Space-Confined Growth of Co₉S₈ Nanoparticles in Covalent Organic Framework-Derived Porous Carbon for Efficient Bifunctional Oxygen Electrocatalysis

Fine regulation of the physicochemical structure of carbon-based electrocatalysts to optimize the adsorption energies of oxygen intermediates is critically important to enhance the reaction kinetics of the oxygen evolution/reduction reaction (OER/ORR) but remains a huge challenge. Herein, nano-space confined growth of Co₉S₈ nanoparticles (NPs) in porous carbon is realized through an in situ confined growth strategy by using thiol-chains functionalized COF (COF-S-SH) as a confined template.
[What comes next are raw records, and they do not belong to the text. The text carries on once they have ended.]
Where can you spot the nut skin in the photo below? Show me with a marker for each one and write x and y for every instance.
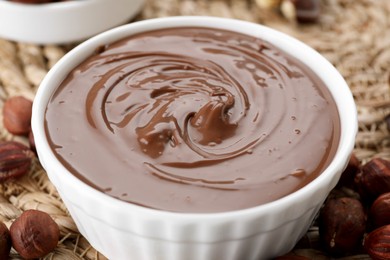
(377, 243)
(5, 241)
(342, 224)
(373, 179)
(291, 257)
(34, 234)
(380, 211)
(17, 112)
(303, 11)
(15, 160)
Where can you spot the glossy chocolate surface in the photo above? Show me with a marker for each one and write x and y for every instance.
(193, 120)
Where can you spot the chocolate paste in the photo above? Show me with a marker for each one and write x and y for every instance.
(193, 120)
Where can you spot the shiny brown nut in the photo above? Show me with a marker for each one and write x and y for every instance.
(291, 257)
(34, 234)
(15, 160)
(303, 11)
(342, 224)
(17, 115)
(380, 211)
(5, 241)
(374, 178)
(377, 243)
(387, 121)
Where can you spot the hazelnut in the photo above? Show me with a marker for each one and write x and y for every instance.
(34, 234)
(17, 115)
(342, 224)
(15, 160)
(5, 241)
(374, 178)
(303, 11)
(380, 211)
(387, 121)
(377, 243)
(291, 257)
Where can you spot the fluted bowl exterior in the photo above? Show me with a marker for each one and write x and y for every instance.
(121, 230)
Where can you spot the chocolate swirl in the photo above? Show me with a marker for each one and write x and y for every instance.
(193, 120)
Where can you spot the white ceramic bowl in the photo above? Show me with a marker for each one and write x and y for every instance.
(122, 230)
(63, 22)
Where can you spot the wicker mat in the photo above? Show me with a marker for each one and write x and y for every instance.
(353, 35)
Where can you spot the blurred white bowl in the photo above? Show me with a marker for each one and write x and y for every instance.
(121, 230)
(63, 22)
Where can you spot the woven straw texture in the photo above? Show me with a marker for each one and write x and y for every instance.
(352, 35)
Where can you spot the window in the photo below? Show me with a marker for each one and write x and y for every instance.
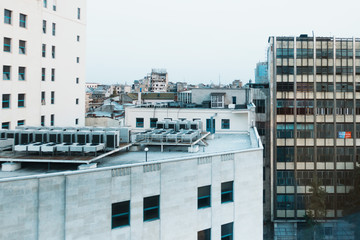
(6, 101)
(42, 98)
(21, 100)
(53, 51)
(22, 21)
(227, 231)
(52, 119)
(44, 26)
(54, 29)
(120, 214)
(204, 234)
(6, 72)
(151, 208)
(7, 16)
(153, 122)
(44, 50)
(21, 122)
(5, 125)
(225, 123)
(43, 74)
(7, 44)
(53, 74)
(227, 192)
(139, 122)
(204, 197)
(22, 71)
(22, 47)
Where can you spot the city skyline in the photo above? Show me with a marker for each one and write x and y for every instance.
(198, 42)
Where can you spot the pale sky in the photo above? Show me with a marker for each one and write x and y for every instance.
(201, 40)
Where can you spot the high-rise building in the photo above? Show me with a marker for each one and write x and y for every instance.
(315, 94)
(42, 62)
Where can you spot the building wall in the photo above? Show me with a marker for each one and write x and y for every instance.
(67, 70)
(77, 205)
(240, 120)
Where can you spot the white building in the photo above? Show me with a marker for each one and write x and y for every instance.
(42, 62)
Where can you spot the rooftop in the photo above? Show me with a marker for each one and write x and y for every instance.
(222, 143)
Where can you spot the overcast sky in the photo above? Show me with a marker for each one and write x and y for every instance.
(201, 40)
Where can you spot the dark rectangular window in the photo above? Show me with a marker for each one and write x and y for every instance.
(204, 197)
(7, 44)
(22, 47)
(153, 122)
(139, 122)
(43, 74)
(44, 26)
(5, 125)
(54, 29)
(227, 192)
(225, 123)
(120, 214)
(53, 74)
(42, 121)
(52, 119)
(152, 208)
(6, 72)
(43, 50)
(204, 234)
(22, 21)
(43, 98)
(53, 51)
(6, 101)
(21, 122)
(7, 16)
(21, 100)
(227, 231)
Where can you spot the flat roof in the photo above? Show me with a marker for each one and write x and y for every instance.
(222, 143)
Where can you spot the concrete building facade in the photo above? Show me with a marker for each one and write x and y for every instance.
(42, 62)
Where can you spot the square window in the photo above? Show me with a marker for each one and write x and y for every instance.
(22, 21)
(43, 74)
(120, 214)
(225, 123)
(227, 192)
(139, 122)
(204, 234)
(153, 122)
(227, 231)
(151, 208)
(22, 71)
(21, 122)
(6, 72)
(5, 125)
(44, 26)
(53, 74)
(7, 44)
(6, 101)
(204, 197)
(22, 47)
(7, 16)
(21, 100)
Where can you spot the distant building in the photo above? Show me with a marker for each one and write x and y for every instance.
(42, 63)
(261, 72)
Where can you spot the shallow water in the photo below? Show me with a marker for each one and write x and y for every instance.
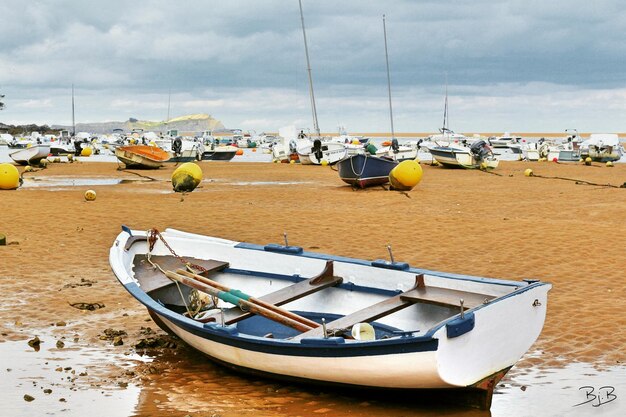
(45, 182)
(194, 384)
(189, 383)
(67, 372)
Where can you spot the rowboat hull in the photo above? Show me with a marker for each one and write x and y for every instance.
(422, 346)
(142, 156)
(31, 155)
(224, 153)
(460, 158)
(363, 170)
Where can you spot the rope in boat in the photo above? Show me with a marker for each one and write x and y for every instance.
(153, 235)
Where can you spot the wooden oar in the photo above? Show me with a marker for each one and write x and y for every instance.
(243, 304)
(249, 298)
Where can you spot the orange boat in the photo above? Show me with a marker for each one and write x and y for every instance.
(142, 156)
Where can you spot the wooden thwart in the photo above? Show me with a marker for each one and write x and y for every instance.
(272, 314)
(419, 293)
(285, 295)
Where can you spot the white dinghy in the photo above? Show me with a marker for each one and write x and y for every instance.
(279, 311)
COF-S-SH is used as binding sites to immobilize Co ions to improve the interaction between metal nanoparticles (NPs) and carbon skeletons, and simultaneously serves as a confined void to avoid the aggregation metal NPs. Impressively, as an efficient bifunctional catalyst, the resulting Co₉S₈/COF-S₈₀₀ shows significantly enhanced oxygen electrocatalysis with a small OER-ORR voltage gap of 0.76 V, vastly superior to that of pristine COF-S₈₀₀. Furthermore, the assembled Zn–air battery with Co₉S₈/COF-S₈₀₀ catalyst displays a high peak power density of 181.5 mW cm⁻² and great durability over 60 h charge–discharge cycles.